Membre d'une famille d'entrepreneurs saoudienne et riche homme d'affaires, Oussama Ben Laden prend part, dans les années 1980, à la lutte contre l'occupant soviétique en Afghanistan et bénéficie alors du soutien de l'Arabie saoudite et des États-Unis. Dans les années 1990, il finance les mouvements les plus extrémistes du fondamentalisme musulman, dont il est l'un des principaux représentants. En 1996, il trouve refuge en Afghanistan où, sous la protection du régime taliban, il développe un réseau terroriste international, Al Qaida. Considéré par les États-Unis comme l'un des éléments les plus dangereux du terrorisme international, le milliardaire islamiste est soupçonné d'avoir organisé une série d'attentats contre des cibles américaines, dont ceux perpétrés aux États-Unis le 11 septembre 2001 contre les tours du World Trade Center, à New York, et contre le Pentagone, quartier général du ministère de la Défense, à Washington.

REUTERS

À la suite de l’annonce d’un attentat-suicide perpétré contre le commandant Massoud le 9 septembre 2001, les troupes des talibans enregistrent de très fortes progressions face aux forces de l’Alliance du Nord.

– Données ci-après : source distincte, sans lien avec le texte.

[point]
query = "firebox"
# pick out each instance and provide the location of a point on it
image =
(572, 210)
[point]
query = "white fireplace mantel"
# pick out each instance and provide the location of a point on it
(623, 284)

La mort du chef emblématique de la résistance au régime taliban vient fragiliser encore davantage une alliance que menacent les divisions ethno-religieuses et les ambitions personnelles.

Mais deux jours après l’assassinat du commandant Massoud, quatre avions de ligne détournés s’écrasent aux États-Unis, causant la mort d’environ 3 000 personnes. Le milliardaire islamiste Oussama Ben Laden est suspecté d’être à l’origine de ces attentats. Les talibans, qui l’abritent en Afghanistan, refusent de le livrer, tandis que George W. Bush cherche à mettre en place une coalition internationale contre le terrorisme. Les Émirats arabes unis, l’Arabie saoudite puis le Pakistan rompent alors leurs relations avec les talibans. Les bombardements américano-britanniques sur l’Afghanistan commencent le 7 octobre. Ils visent les installations de l’organisation Al Qaida de Ben Laden ainsi que les aéroports contrôlés par les talibans afin de s’assurer la maîtrise du ciel. Les avions américains pilonnent également les positions des talibans sur les lignes de front et dans les villes principales afin de permettre la progression de l’Alliance du Nord.

 

Kaboul après la chute des talibans

Le marché aux oiseaux de Kaboul renaît quelques semaines après la reddition des talibans, en novembre 2001. En effet, sous la loi des talibans, il était interdit de garder des oiseaux en cage pour éviter que le chant des oiseaux ne distraie la prière. Interdits pendant toute la période talibane, les combats de coqs et de cailles, fort appréciés des Afghans, ont également repris.

Oleg Popov/REUTERS

En quelques semaines, l’Alliance du Nord se rend maîtresse de la majeure partie de l’Afghanistan. Après avoir réussi à prendre le contrôle de la ville stratégique de Mazar-é Charif puis de la plupart des provinces du nord, elle entre dans Kaboul le 13 novembre. La reddition des talibans a ensuite lieu à Kunduz et finalement à Kandahar, le 6 décembre, la dernière ville où ils résistaient et où est censé se cacher le chef des talibans, le mollah Mohammed Omar.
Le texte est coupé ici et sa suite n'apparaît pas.